Republican vice presidential nominee Mike Pence said Saturday he could not condone or defend Donald Trump’s comments about women.
Pence said in a statement: “As a husband and a father, I was offended by the words and actions described by Donald Trump in the 11-year-old video released yesterday. I do not condone his remarks and cannot defend them. I am grateful that he has expressed remorse and apologized to the American people.”
He added that “We pray for his family and look forward to the opportunity he has to show what is in his heart when he goes before the nation tomorrow night.”
A growing number of Republican politicians urged Trump to quit the presidential race on Saturday.
Rep. Bradley Byrne of Alabama said Trump’s recorded lewd comments about women were “appalling.” He added that “Trump is not fit to be president of the United States and cannot defeat Hillary Clinton.”
He said Trump should step aside and let Pence lead the Republican ticket for the four weeks left until Election Day.
New Jersey Republican Rep. Scott Garrett also said Trump’s running mate would be “the best nominee for the Republican Party to defeat Hillary Clinton.”
New Hampshire Sen. Kelly Ayotte said she was dropping her support for Trump and planned to write in Pence’s name for president. Ayotte said in a statement that she could not support a presidential candidate “who brags about degrading and assaulting women.”
“It’s over,” said Republican strategist Terry Sullivan, who previously led Marco Rubio’s presidential campaign. “The only good news is that in 30 days Trump will be back to being just a former reality TV star like the Kardashians, and Republican candidates across America will no longer be asked to respond to his stupid remarks.”
Trump “is obviously not going to win,” Nebraska Sen. Ben Sasse tweeted Saturday morning. “But he can still make an honorable move: Step aside & let Mike Pence try.”
Trump himself, meanwhile, refused to withdraw from the race, saying her would “never” quit.
Trump said he wouldn’t yield the GOP nomination under any circumstances. “Zero chance I’ll quit,” he told The Wall Street Journal.
He told The Washington Post: “I’d never withdraw. I’ve never withdrawn in my life.” He claimed to have “tremendous support.”
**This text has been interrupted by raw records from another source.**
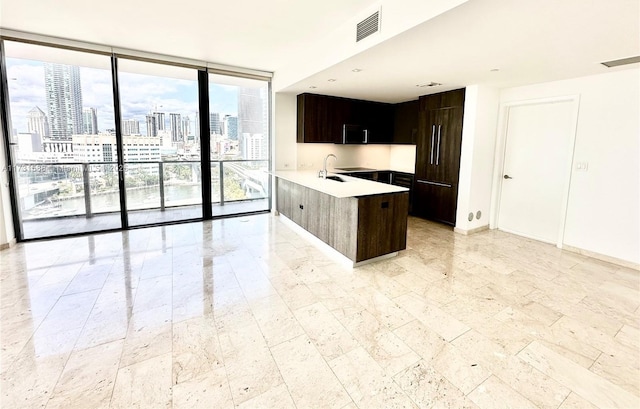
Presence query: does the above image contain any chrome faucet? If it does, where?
[318,153,338,179]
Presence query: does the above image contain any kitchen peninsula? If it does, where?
[274,171,409,265]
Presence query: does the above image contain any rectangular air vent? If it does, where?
[356,11,380,43]
[601,56,640,68]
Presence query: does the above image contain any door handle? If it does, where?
[436,125,442,166]
[429,125,436,165]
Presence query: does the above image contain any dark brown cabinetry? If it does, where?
[390,100,420,144]
[276,178,409,262]
[297,93,394,144]
[297,94,351,143]
[413,89,464,225]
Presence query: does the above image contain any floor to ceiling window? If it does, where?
[4,41,121,239]
[118,59,202,226]
[2,39,271,240]
[209,74,270,215]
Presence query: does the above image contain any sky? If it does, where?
[6,58,238,134]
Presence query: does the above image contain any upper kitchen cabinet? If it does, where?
[352,100,393,144]
[297,93,352,143]
[297,93,394,144]
[390,100,420,144]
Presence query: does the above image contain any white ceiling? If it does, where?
[0,0,640,102]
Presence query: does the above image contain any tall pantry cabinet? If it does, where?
[413,89,464,226]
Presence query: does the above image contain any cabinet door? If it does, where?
[302,188,332,243]
[416,110,441,180]
[427,107,462,185]
[356,193,409,261]
[289,183,307,225]
[297,94,342,143]
[412,180,457,226]
[276,178,293,218]
[393,100,420,144]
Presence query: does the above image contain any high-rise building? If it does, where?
[238,87,268,159]
[194,112,200,142]
[222,115,238,141]
[169,114,183,142]
[153,112,166,131]
[44,63,84,140]
[182,116,192,140]
[122,119,140,136]
[209,112,222,135]
[82,108,98,135]
[147,115,158,136]
[240,133,266,159]
[27,107,49,138]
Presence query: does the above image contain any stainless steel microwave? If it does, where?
[342,124,369,144]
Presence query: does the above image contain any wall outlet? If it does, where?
[576,162,589,172]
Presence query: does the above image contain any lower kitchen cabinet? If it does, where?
[356,193,409,260]
[412,180,458,226]
[276,178,409,262]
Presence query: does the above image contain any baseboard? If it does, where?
[562,244,640,271]
[453,224,489,236]
[0,239,18,250]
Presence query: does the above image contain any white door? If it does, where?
[498,100,577,245]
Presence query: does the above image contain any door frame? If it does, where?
[489,94,580,248]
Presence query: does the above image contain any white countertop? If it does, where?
[273,170,409,197]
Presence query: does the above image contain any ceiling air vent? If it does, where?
[356,11,380,43]
[601,56,640,68]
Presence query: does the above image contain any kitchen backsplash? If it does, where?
[297,143,416,173]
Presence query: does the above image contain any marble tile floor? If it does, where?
[0,214,640,409]
[22,199,269,239]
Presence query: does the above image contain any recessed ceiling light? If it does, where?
[601,55,640,68]
[416,81,442,88]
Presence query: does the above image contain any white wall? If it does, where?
[273,0,468,91]
[272,93,297,170]
[0,116,16,248]
[500,67,640,265]
[456,85,500,232]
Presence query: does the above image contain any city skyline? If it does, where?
[6,57,238,134]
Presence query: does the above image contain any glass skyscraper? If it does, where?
[44,63,84,140]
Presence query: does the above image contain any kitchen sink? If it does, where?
[327,176,344,182]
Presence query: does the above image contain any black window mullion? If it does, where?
[111,55,129,229]
[0,40,24,241]
[198,70,213,220]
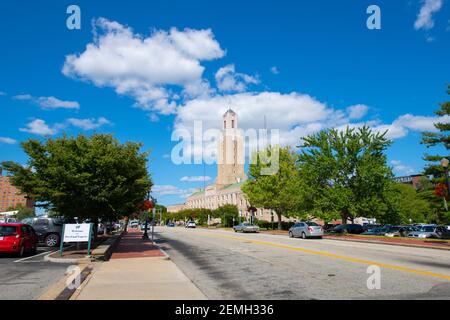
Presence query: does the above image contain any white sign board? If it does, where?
[63,223,91,242]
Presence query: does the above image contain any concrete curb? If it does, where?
[44,232,123,264]
[324,237,450,251]
[36,264,93,300]
[153,242,170,260]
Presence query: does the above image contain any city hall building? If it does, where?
[167,109,284,221]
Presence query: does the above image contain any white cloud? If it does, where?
[391,160,415,175]
[0,137,17,144]
[62,18,225,115]
[270,66,280,74]
[347,104,369,119]
[13,94,80,109]
[414,0,443,30]
[152,185,198,198]
[19,119,56,136]
[180,176,211,182]
[215,64,259,92]
[67,117,111,130]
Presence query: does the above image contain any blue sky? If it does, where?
[0,0,450,204]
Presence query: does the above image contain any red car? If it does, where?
[0,223,38,257]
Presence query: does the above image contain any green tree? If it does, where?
[212,204,239,227]
[422,85,450,182]
[299,127,395,224]
[6,204,36,221]
[421,85,450,223]
[388,183,432,223]
[2,134,152,234]
[242,146,305,230]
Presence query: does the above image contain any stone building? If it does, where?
[167,109,284,221]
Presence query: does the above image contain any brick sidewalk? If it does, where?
[111,229,165,259]
[71,229,206,300]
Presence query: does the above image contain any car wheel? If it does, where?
[45,233,59,247]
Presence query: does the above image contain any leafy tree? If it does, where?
[242,146,305,230]
[2,134,152,234]
[212,204,239,227]
[6,204,36,221]
[388,183,431,223]
[299,127,394,224]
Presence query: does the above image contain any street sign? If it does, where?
[63,223,91,242]
[59,223,93,256]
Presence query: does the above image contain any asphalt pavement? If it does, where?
[156,227,450,300]
[0,247,68,300]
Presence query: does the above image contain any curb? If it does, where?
[36,264,93,300]
[153,242,170,260]
[324,237,450,251]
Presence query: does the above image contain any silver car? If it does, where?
[408,224,438,239]
[289,221,323,239]
[233,222,259,233]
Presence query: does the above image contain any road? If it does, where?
[0,247,67,300]
[155,227,450,300]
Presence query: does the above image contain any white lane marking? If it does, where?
[14,250,58,262]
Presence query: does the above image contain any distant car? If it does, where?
[186,221,197,228]
[289,221,323,239]
[408,225,438,239]
[130,220,139,228]
[328,224,364,234]
[22,217,71,247]
[233,222,259,233]
[0,223,38,257]
[361,227,385,236]
[435,226,450,239]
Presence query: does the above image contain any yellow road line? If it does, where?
[196,233,450,281]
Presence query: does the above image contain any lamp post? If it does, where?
[441,158,450,210]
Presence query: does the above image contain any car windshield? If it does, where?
[305,222,319,227]
[0,226,17,237]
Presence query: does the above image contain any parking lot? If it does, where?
[0,247,67,300]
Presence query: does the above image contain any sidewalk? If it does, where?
[72,230,206,300]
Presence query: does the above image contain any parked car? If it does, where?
[329,224,364,234]
[130,220,139,228]
[408,224,438,239]
[289,221,323,239]
[0,223,38,257]
[186,221,197,228]
[22,217,70,247]
[233,222,259,233]
[435,226,450,239]
[322,223,340,232]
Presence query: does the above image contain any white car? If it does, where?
[186,221,197,228]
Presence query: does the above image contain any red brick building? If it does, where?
[0,175,34,212]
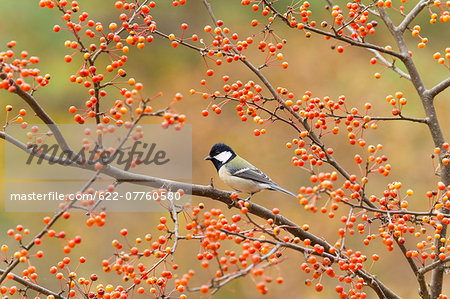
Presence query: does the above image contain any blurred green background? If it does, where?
[0,0,450,298]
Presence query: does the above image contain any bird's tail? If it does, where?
[270,184,297,198]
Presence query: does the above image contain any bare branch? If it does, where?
[428,77,450,98]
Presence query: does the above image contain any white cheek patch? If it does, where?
[214,151,233,163]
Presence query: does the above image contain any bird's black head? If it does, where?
[205,143,236,170]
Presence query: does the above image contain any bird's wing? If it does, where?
[233,165,275,185]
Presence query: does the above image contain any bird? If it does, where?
[205,143,297,200]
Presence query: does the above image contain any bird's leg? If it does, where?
[244,193,255,201]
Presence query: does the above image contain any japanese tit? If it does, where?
[205,143,297,197]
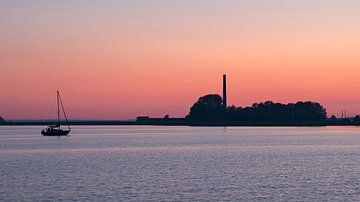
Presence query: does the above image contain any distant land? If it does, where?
[0,75,360,126]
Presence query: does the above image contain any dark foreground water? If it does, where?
[0,126,360,201]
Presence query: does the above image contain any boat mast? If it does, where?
[56,90,60,129]
[59,91,71,130]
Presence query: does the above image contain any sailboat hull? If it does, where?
[41,129,70,136]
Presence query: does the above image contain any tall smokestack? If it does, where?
[223,74,227,110]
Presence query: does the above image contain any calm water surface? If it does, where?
[0,126,360,201]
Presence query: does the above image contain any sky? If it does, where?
[0,0,360,119]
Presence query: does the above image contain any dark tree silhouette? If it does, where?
[186,94,224,122]
[186,95,327,123]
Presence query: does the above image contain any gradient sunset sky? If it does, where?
[0,0,360,119]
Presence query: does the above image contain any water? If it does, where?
[0,126,360,201]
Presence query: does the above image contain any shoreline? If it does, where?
[0,120,360,127]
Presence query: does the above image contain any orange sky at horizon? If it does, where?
[0,0,360,119]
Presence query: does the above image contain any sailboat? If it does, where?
[41,91,71,136]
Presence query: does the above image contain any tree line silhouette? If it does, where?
[186,94,327,122]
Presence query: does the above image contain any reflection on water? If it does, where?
[0,126,360,201]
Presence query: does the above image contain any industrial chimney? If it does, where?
[223,74,227,110]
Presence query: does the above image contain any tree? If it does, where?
[186,94,224,122]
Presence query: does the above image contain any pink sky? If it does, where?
[0,0,360,119]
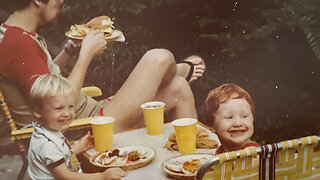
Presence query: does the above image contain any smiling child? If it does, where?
[204,83,259,154]
[28,74,127,180]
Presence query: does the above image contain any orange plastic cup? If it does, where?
[171,118,198,154]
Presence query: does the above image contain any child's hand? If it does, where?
[102,168,128,180]
[72,131,94,154]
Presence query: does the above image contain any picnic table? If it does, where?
[79,122,220,180]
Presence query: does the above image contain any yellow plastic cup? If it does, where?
[171,118,198,154]
[141,101,165,135]
[90,117,115,152]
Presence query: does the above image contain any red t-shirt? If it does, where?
[0,24,50,94]
[216,142,260,154]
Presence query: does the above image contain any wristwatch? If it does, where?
[64,39,81,56]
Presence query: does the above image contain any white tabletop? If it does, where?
[87,123,220,180]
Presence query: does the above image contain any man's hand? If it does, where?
[80,30,107,58]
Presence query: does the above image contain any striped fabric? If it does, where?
[203,136,320,180]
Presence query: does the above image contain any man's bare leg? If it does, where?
[103,49,197,132]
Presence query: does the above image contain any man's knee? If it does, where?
[143,49,175,67]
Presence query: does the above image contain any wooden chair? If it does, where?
[0,86,102,180]
[196,136,320,180]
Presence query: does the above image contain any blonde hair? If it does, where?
[29,74,75,108]
[203,83,255,125]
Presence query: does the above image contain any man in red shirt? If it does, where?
[0,0,203,132]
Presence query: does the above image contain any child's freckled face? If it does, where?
[213,98,253,151]
[39,95,75,131]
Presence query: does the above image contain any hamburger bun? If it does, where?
[86,16,113,37]
[87,16,112,29]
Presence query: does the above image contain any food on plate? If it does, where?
[162,154,214,179]
[182,159,201,174]
[66,15,122,40]
[90,146,155,170]
[165,127,218,151]
[196,137,218,149]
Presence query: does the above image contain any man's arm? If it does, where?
[54,39,81,71]
[67,31,107,97]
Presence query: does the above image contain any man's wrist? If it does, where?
[64,39,80,56]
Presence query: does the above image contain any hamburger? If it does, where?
[86,16,114,37]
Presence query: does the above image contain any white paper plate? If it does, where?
[161,153,215,180]
[89,146,155,171]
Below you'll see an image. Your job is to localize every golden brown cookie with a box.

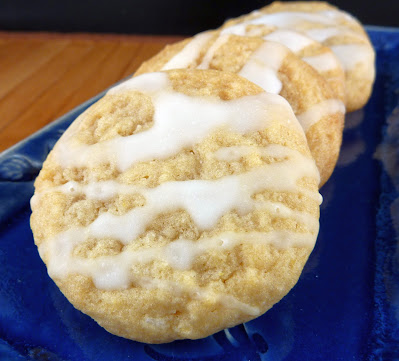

[223,1,375,111]
[136,32,345,186]
[31,70,320,343]
[222,23,345,101]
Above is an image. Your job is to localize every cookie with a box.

[136,32,345,186]
[222,23,345,101]
[223,1,375,111]
[31,70,321,343]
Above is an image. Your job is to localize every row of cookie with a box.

[31,69,321,343]
[135,2,374,186]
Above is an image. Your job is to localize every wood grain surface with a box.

[0,32,186,151]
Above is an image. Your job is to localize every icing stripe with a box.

[238,42,287,94]
[54,73,301,171]
[302,52,339,73]
[297,99,345,132]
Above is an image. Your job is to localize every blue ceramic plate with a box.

[0,27,399,361]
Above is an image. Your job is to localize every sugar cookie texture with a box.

[223,1,375,111]
[136,32,345,186]
[31,70,321,343]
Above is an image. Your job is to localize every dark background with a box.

[0,0,399,35]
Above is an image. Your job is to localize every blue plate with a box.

[0,27,399,361]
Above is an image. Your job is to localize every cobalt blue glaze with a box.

[0,27,399,361]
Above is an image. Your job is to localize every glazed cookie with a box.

[221,23,345,101]
[31,70,321,343]
[223,1,375,111]
[136,32,345,186]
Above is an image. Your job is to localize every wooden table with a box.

[0,32,182,151]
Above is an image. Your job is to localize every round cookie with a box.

[221,23,345,101]
[223,1,375,111]
[136,32,345,187]
[31,70,321,343]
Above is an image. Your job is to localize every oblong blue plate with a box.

[0,27,399,361]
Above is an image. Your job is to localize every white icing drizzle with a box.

[162,32,213,70]
[197,34,230,69]
[297,99,345,132]
[263,29,315,53]
[223,10,375,79]
[35,145,320,289]
[38,69,321,298]
[138,278,260,316]
[238,42,287,94]
[302,52,340,73]
[331,44,374,74]
[54,73,300,171]
[250,11,336,28]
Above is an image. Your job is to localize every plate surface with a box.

[0,27,399,361]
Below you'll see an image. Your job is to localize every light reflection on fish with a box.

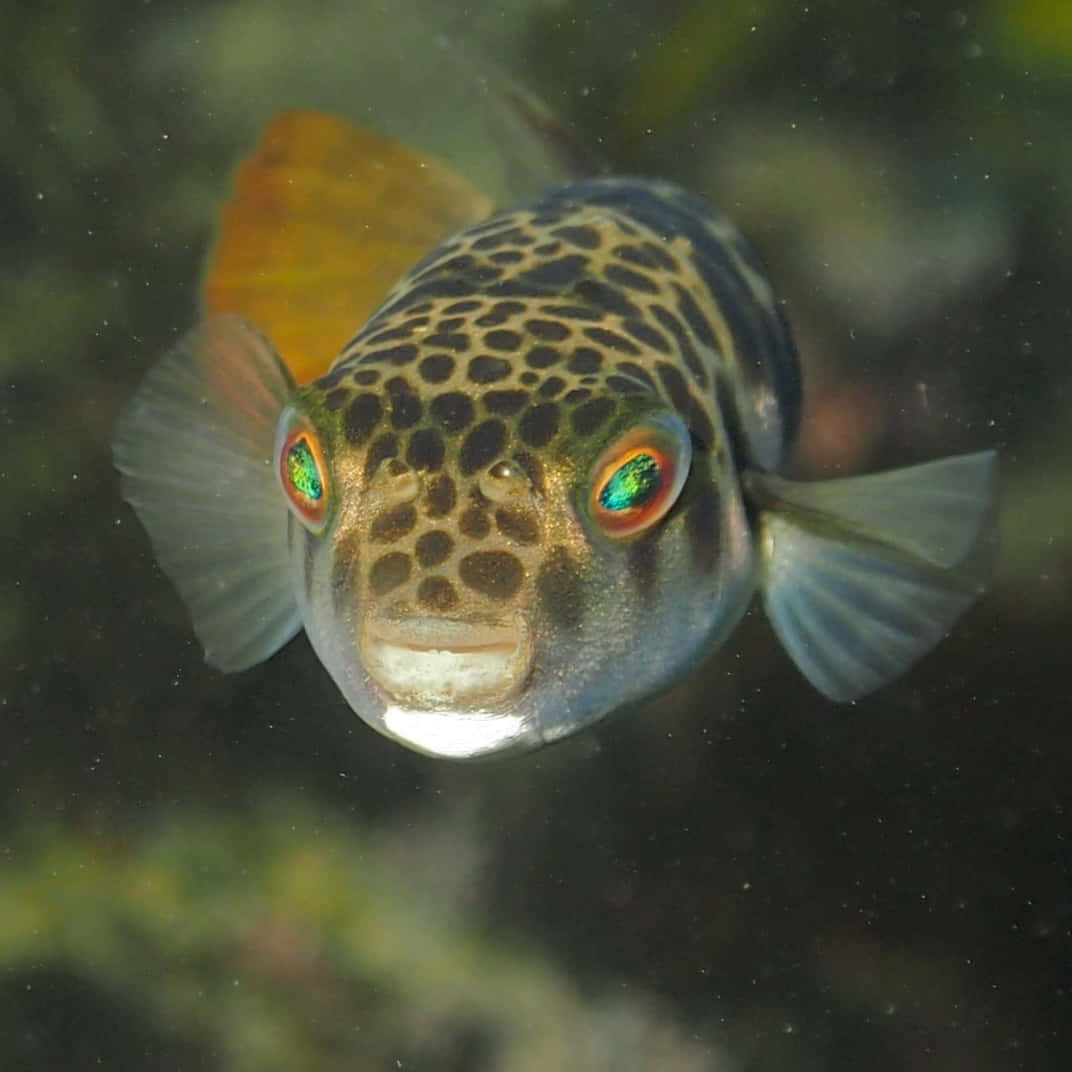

[115,113,996,757]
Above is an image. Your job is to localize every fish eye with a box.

[589,415,693,540]
[276,408,330,533]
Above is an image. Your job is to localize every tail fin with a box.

[746,450,997,701]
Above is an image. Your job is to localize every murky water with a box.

[0,0,1072,1072]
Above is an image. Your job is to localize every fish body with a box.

[116,113,995,757]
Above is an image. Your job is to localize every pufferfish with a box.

[115,113,996,757]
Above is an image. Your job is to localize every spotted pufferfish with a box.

[115,113,996,757]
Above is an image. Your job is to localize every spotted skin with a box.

[297,179,800,754]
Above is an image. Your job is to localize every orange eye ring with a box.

[589,416,691,540]
[276,412,330,533]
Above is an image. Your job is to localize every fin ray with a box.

[203,110,492,383]
[747,451,996,701]
[114,316,301,670]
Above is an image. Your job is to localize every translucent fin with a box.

[203,111,492,383]
[114,316,301,671]
[746,451,997,701]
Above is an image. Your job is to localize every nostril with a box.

[369,458,420,506]
[477,458,533,504]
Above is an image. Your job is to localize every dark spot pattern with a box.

[458,551,524,600]
[369,551,413,596]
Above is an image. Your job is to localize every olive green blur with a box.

[0,0,1072,1072]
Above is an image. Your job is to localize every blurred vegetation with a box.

[0,0,1072,1072]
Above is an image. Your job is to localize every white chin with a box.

[361,619,531,714]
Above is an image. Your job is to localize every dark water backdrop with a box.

[0,0,1072,1072]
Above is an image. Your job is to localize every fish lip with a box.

[360,616,532,712]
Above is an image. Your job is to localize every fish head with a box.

[276,362,750,757]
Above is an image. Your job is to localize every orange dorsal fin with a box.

[203,111,492,384]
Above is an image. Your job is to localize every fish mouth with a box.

[361,617,532,711]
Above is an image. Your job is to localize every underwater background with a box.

[0,0,1072,1072]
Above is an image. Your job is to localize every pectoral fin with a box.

[113,316,301,670]
[746,451,997,701]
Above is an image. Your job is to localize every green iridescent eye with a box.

[277,411,329,532]
[590,414,691,539]
[599,451,661,510]
[286,436,324,502]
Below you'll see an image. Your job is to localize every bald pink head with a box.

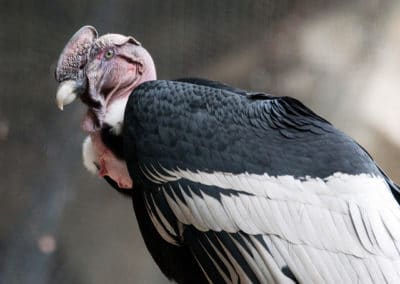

[56,26,157,132]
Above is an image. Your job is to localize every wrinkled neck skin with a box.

[82,49,157,135]
[83,47,156,189]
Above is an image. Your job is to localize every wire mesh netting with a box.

[0,0,400,283]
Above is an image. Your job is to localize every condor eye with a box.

[104,49,114,59]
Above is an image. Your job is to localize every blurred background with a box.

In a videotaped midnight apology, Trump declared “I was wrong and I apologize” after being caught on tape bragging about aggressively groping women in 2005. He also defiantly dismissed the revelations as “nothing more than a distraction” from a decade ago and signaled he would press his presidential campaign by arguing that rival Hillary Clinton has committed greater sins against women.